Daniel Riveline

Biography

Daniel Riveline is a research director at the French National Centre for Scientific Research (CNRS) and group leader at the Institute of Genetics and Molecular and Cellular Biology (IGBMC) of the University of Strasbourg.

Dr. Riveline is an experimental biophysicist who probes self-organisation phenomena in living matter using physics and quantitative biology. He and his team revealed the mechanosensing of focal contacts and cell-cell contacts, or how cellular adhesive contacts reinforce themselves when cells apply local forces. These results have opened new routes to study the interplay between cytoskeleton mechanics and its Rho GTPase regulation. He also reported a new type of cell migration, ratchetaxis or directed cell motion in the absence of long-range chemical gradients, with a potential impact on understanding cell motion during development and in cancer.

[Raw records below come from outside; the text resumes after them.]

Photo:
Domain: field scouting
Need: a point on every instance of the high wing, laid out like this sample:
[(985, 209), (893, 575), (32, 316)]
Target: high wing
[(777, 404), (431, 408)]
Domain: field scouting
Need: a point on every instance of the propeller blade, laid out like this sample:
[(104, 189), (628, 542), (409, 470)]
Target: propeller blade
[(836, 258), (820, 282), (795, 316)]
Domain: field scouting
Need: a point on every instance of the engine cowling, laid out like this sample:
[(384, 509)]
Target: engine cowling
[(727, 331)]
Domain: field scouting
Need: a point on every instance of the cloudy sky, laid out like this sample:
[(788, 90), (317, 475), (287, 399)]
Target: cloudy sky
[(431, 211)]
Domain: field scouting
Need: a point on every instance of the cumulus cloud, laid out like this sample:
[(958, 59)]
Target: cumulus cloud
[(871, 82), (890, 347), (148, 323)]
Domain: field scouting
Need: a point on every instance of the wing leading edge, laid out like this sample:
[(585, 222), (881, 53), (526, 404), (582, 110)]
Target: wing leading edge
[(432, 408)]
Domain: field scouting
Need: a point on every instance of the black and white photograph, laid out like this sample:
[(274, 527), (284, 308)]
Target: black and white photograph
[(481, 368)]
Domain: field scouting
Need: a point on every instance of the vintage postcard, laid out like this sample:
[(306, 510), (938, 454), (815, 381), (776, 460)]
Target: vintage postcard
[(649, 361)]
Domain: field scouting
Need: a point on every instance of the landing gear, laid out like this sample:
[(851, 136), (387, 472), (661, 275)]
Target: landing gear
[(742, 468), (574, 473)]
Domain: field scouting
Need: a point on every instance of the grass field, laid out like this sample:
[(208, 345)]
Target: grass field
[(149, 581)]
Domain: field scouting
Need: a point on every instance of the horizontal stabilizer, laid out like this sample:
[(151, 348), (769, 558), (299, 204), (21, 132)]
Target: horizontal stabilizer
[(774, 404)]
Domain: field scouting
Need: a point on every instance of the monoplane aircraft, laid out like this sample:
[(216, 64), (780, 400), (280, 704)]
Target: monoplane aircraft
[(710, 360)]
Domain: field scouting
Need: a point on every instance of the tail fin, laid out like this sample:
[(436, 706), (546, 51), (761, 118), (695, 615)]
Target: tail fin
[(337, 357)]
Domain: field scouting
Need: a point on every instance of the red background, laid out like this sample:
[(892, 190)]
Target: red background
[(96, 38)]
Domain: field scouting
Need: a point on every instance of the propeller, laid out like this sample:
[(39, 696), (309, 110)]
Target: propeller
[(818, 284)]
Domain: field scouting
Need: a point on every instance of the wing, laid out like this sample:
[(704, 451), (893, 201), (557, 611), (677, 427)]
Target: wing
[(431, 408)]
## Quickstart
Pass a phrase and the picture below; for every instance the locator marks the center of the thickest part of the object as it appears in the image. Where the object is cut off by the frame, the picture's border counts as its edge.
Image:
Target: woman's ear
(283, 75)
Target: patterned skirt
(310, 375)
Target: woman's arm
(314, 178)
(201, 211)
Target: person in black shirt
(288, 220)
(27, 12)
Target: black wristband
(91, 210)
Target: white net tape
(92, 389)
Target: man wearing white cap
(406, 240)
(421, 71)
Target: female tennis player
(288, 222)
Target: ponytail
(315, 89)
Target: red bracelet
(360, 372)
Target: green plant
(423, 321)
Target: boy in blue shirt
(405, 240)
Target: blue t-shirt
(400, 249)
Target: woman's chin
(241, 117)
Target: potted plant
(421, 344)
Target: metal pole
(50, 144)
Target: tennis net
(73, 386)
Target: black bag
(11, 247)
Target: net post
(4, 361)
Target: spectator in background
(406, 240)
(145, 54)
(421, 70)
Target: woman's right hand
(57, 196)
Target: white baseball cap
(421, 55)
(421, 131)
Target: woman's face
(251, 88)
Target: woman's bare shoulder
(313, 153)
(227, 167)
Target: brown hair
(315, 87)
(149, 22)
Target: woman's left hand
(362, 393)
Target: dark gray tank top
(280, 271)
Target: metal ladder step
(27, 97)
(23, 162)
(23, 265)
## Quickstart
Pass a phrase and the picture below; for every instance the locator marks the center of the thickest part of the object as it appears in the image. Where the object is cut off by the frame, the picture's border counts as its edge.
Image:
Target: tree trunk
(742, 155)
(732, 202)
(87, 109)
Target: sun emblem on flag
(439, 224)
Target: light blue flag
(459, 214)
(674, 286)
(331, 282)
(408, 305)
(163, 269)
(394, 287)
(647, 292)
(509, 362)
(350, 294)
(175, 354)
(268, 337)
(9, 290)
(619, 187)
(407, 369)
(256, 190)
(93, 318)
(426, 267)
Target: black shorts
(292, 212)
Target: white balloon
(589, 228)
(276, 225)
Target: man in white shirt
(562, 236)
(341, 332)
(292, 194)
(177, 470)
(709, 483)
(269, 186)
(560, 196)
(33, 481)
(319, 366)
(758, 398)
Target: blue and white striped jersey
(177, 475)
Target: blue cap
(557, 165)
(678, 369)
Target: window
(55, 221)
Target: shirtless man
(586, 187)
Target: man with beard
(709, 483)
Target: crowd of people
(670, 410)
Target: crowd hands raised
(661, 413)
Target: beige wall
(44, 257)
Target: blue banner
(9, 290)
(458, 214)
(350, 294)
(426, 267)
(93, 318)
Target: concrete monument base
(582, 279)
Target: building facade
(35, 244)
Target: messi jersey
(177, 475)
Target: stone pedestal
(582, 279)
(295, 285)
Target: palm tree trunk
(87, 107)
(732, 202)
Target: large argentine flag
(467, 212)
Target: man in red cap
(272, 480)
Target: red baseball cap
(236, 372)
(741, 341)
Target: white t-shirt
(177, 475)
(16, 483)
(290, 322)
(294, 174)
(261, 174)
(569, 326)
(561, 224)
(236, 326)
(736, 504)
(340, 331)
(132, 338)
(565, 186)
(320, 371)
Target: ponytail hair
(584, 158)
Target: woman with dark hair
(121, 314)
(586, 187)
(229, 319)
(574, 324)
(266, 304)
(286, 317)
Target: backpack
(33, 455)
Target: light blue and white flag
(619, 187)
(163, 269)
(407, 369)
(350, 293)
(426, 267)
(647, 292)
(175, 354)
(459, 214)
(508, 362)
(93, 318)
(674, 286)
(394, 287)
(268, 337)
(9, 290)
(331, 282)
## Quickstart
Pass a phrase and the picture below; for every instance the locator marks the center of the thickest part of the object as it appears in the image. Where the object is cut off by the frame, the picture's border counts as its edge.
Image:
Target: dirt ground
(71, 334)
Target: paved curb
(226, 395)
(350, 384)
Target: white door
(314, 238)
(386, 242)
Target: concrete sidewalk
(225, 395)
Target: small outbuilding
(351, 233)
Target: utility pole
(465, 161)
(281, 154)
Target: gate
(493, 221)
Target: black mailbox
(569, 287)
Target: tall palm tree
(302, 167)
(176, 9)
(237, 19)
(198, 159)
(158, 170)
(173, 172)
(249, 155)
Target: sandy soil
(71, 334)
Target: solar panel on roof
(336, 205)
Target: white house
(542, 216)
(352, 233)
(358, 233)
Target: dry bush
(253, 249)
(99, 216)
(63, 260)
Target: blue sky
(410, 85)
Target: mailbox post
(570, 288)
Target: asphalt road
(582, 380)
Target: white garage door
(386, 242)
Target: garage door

After receiving his PhD in physics in 1997 from the Institut Curie in Paris (France), Daniel Riveline took up a post-doctoral position in biology at the Weizmann Institute of Science (Israel). In 1999, he started his group at the University of Grenoble (France) where he established mechanosensing of contacts with the extracellular matrix and between cells. In 2010, after a sabbatical in biology at Rockefeller University (United States) where he managed to inject fission yeast for the first time and to characterize cytokinesis ring closure, he relocated to the University of Strasbourg to establish a group in cell physics at the Institute of Supramolecular Science and Engineering (ISIS). He then moved to IGBMC in 2015, where he continues his research activities on self-organisation in living matter.

Daniel Riveline coordinates an international network on self-organisation of organoids (CNRS IRP-LIA and Human Frontier Science Program grant coordinator). He also created, in 2015, a new master programme in cell physics at the University of Strasbourg to train students in research on subjects at the interface between disciplines with other scientific departments of the university. 

^{Photo - C.Schröder/Unistra}

Fellowship 2023

Dates - 01/10/2023-30/09/2025

Project summary

SELF-ORGANISATIONS IN ORGANOIDS: INTERPLAY BETWEEN CORTICAL ACTIVITY AND CELL STATE

Organoids are 3D culture systems initiated from stem or progenitor cells. They reproduce in vitro organs found in vivo with remarkable precision. As such, they represent outstanding systems for the perspectives they open for basic science and for biomedical applications in the synthetic preparation of grafts for example. However, their controlled growth is a major problem. Their protocols are empirical and lack reproducibility, largely because self-organisation rules are poorly understood. Organoids vary in shapes and in their distributions of cell states and functions.

In this context, the cytoskeleton plays a key role. While we understand how cortical forces emerge out of collective acto-myosin interactions, it is still unclear how cells control acto-myosin activity in space and time, in cells and in organoids. In addition, these generated forces are associated with changes in cell compositions and states, ranging from stem cell state to differentiation state through exit from pluripotency. The aim of this project is to reveal cortical organisation during lumen formation and show how this organisation is related to changes in cell states. Three cellular systems will be compared – (differentiated) MDCK cysts, neural tubes with Mouse Embryonic Stem (mES) cells and pancreas organoids from mice. We will use our complementary expertise in microfabrication, active matter theory, super-resolution microscopy, 3D cell culture and stem cell biology to study the opening and interactions of lumens in these epithelial cells with unprecedented resolution.

This project will allow to link active gel self-organisation to differentiations and functions during tissue formation with insights in developmental biology. If confirmed, these relations could lead to the identification of generic mechanisms that are conserved between organoids and organs. This research could open new avenues in the preparation of organoids of any types. In addition, it will unravel new relations between physical properties of active matter and cell state biology, a field that is largely unexplored. Finally, theoretical physics will benefit from the quantitative characterisations of these coupling relations between active gels and cell states to be able to more reliably model organs. In summary, this project could lead to a novel understanding of the general rules that govern organoids’ self-organisation, and their transfer to medicine.